Something flickered across Maddox's face—understanding, maybe resignation. "Right. Because of last night."

"Because of us," Jade corrected gently. "I can't be your therapist anymore, Maddox. It's not ethical. There's no way to maintain a therapeutic relationship while we're..." She trailed off, realizing she didn't actually know what they were.

"While we're what?" Maddox's voice was careful, like she was trying to see how Jade perceived them.

"While we're trying to figure out what this is," Jade said. "If we're going to explore this, whatever it becomes, I can't also be your therapist."

Maddox was quiet, her thumbnail absentmindedly scratching the ceramic mug handle. "Okay."

"Okay?" Jade had expected more resistance or at least more questions.

"It makes sense." Maddox finally met her eyes. "I get it. Professional boundaries. You're saying I need to find someone else."

"I'm saying I already found someone else for you," Jade said. "If you're willing, that is. My mentor, Carla, the one I've mentioned before, she's offered to take you on. She has extensive experience with PTSD, and she's trained in EMDR, which might actually be really helpful for processing the Titan stuff."

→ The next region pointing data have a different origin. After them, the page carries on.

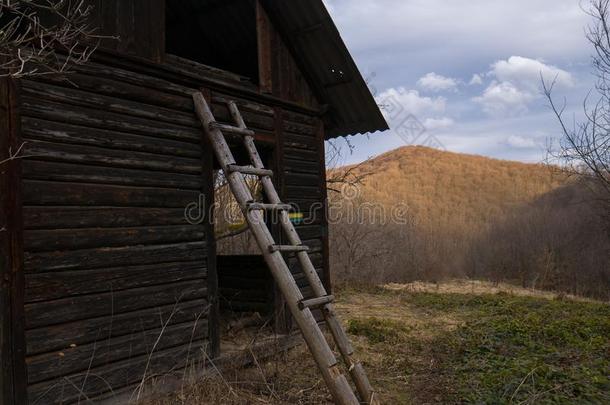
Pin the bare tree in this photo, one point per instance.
(585, 147)
(39, 37)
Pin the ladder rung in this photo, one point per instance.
(231, 129)
(316, 302)
(250, 170)
(269, 207)
(288, 248)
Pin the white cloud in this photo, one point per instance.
(520, 142)
(504, 99)
(433, 124)
(436, 82)
(397, 102)
(477, 79)
(526, 73)
(517, 83)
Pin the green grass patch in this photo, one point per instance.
(509, 349)
(378, 330)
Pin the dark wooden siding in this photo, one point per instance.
(245, 284)
(111, 263)
(304, 185)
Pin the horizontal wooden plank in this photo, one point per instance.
(307, 119)
(302, 155)
(113, 257)
(79, 194)
(100, 217)
(89, 155)
(298, 128)
(72, 309)
(72, 360)
(61, 132)
(59, 337)
(302, 166)
(96, 118)
(294, 193)
(56, 285)
(71, 239)
(124, 90)
(233, 293)
(117, 375)
(255, 121)
(72, 96)
(302, 179)
(80, 173)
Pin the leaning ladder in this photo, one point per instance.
(272, 252)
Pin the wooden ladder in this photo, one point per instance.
(299, 307)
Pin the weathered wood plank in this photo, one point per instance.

Maddox's thumb stilled on the mug at the mention of Titan, but she nodded slowly. "And if I don't want to transfer?"

Jade forced herself to hold Maddox's gaze. "Then you don't have to. Your therapy is your choice, but if you don't transfer, then we can't—" She stopped. "This can't happen."

"Right." Maddox looked down at her coffee. "Ethics."

"It's not just ethics," Jade said. "It's about doing this right. If we're going to try, I want to do it without that complication hanging over us."